The Vatican's astronomer has rebuffed a cardinal's attack on Darwinism, causing a new war of words in the Catholic Church over evolution.
In the article Finding Design in Nature in last month's New York Times, Cardinal Christoph Shonborn reignited the row between the Church and science by denying Darwin's theory of evolution was compatible with Christian faith.
He wrote: "Evolution in the sense of common ancestry might be true, but evolution in the neo-Darwinian sense - an unguided, unplanned process of random variation and natural selection - is not."
This week Father George Coyne, an American Jesuit priest and a distinguished astronomy professor, attacked Shonborn's views in the Tablet, Britain's Catholic weekly.
Shonborn, the Archbishop of Vienna, is a long-standing associate of Pope Benedict XVI, who it is thought would have backed his views.
Those views have provoked alarm among scientists and liberal Catholics around the world who thought Catholicism had come to terms with evolution, and who now see the spectre of creationism rising in the Church as it has risen among fundamentalist Christians in the United States.
This week, President George W. Bush said the theory of "intelligent design" - a version of creationism, which disputes the idea that natural selection alone can explain the complexity of life - should be taught in US schools alongside evolutionary theory.
Shonborn is understood to have been helped to get the article in the New York Times by Mark Ryland, a leading figure in the Discovery Institute, a conservative American Christian group which promotes the intelligent design viewpoint.
But now the cardinal's views have been robustly rejected by Coyne, director of the Vatican Observatory, which is linked to the University of Arizona.
In the Tablet, Coyne, 72, said Shonborn's article had "darkened the waters" of the rapport between Church and science, and asserted - flatly contradicting the cardinal - that even a world in which "life ... has evolved through a process of random genetic mutations and natural selection" is compatible with "God's dominion".
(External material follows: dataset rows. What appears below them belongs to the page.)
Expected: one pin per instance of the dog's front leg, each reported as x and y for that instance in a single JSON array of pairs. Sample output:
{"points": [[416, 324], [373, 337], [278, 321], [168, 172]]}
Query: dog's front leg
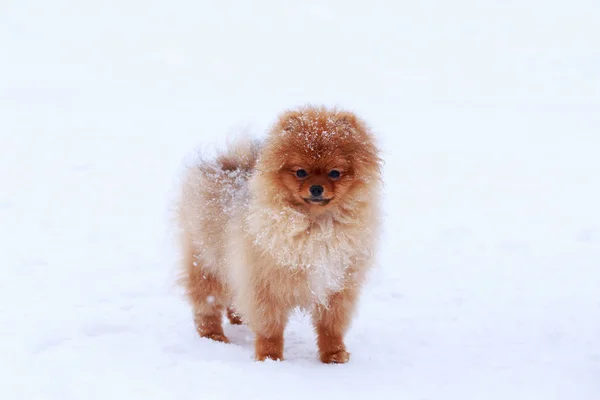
{"points": [[268, 322], [331, 323]]}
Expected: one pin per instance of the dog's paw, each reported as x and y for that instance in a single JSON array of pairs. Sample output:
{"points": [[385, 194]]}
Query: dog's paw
{"points": [[264, 357], [338, 357], [218, 337]]}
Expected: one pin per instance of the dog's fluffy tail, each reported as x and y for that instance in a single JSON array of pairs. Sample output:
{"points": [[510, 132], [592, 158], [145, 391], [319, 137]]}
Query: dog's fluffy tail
{"points": [[239, 155]]}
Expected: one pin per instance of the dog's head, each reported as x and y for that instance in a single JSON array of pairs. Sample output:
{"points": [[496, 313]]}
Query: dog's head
{"points": [[316, 159]]}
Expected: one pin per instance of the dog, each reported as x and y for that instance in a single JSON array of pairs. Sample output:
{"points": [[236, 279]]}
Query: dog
{"points": [[289, 222]]}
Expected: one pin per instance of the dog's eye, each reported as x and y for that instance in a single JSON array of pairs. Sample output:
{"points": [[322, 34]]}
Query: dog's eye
{"points": [[334, 174], [301, 173]]}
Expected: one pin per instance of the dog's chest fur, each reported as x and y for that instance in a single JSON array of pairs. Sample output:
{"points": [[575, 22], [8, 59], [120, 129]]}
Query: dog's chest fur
{"points": [[321, 251]]}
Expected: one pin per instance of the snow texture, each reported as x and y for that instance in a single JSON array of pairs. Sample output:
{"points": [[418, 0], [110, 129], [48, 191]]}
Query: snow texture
{"points": [[488, 278]]}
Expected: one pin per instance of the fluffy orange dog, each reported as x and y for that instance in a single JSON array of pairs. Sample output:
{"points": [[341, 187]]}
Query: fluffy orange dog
{"points": [[292, 222]]}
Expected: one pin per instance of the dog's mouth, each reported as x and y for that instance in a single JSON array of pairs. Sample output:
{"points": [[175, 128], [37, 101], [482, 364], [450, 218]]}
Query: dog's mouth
{"points": [[317, 200]]}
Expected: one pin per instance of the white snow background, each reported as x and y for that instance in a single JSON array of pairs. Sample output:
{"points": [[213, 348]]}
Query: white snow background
{"points": [[488, 112]]}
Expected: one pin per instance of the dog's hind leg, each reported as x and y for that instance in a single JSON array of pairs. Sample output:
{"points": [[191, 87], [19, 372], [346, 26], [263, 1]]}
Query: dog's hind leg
{"points": [[207, 296]]}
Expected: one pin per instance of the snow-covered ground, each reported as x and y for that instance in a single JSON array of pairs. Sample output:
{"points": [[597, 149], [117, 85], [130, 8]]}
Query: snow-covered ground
{"points": [[488, 283]]}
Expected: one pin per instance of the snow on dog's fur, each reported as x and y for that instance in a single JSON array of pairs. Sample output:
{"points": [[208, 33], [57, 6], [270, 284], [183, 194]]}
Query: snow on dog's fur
{"points": [[290, 222]]}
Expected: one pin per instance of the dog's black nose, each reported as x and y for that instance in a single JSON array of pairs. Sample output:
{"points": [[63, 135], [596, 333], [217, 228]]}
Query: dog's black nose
{"points": [[316, 190]]}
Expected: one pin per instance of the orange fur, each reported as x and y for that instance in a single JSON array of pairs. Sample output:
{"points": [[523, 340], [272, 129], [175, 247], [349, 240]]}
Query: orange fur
{"points": [[255, 243]]}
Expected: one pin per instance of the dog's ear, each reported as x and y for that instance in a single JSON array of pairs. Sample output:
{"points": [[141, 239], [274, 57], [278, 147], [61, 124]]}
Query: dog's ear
{"points": [[347, 119], [288, 122]]}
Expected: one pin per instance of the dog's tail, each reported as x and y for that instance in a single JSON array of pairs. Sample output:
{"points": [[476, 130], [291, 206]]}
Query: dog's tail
{"points": [[239, 155]]}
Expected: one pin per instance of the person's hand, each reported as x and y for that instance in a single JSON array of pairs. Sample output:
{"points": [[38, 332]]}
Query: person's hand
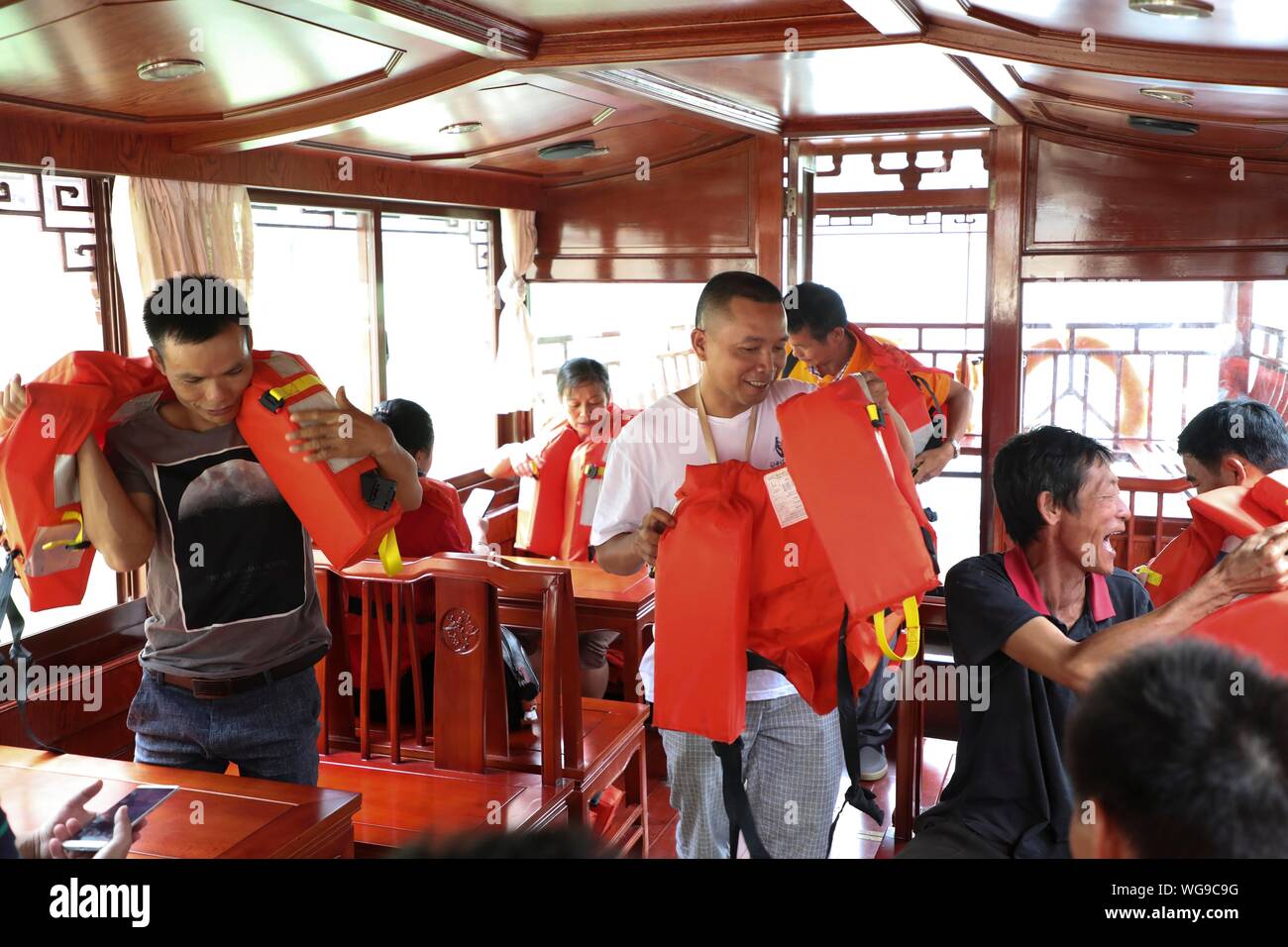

For a Vatican official of such seniority openly to attack the views of a cardinal on such a potentially explosive subject as evolution is unprecedented, revealing a rift at the heart of the Catholic Church's thinking.
Coyne wrote privately to Shonborn and the Pope, protesting at the New York Times article soon after it was published last month.
But many scientists, especially Catholic scientists, have contacted him to express their disquiet that he had to go public. It is believed he cleared the article with his Jesuit superiors.
At issue between the two churchmen are the views of John Paul II, who in 1996 declared to the Pontifical Academy of Sciences that evolution was "no longer a mere hypothesis" and appeared to accept Darwin's theory.
In last month's article, Shonborn played down this statement as "rather vague and unimportant". He pointed to comments John Paul II made in 1985 when he spoke of the role of God the creator in designing the world.
Coyne attacked the cardinal's analysis and says the Pope's later statement was "epoch-making".
"Why does there seem to be a persistent retreat in the Church from attempts to establish a dialogue with the community of scientists, religious believers or otherwise?"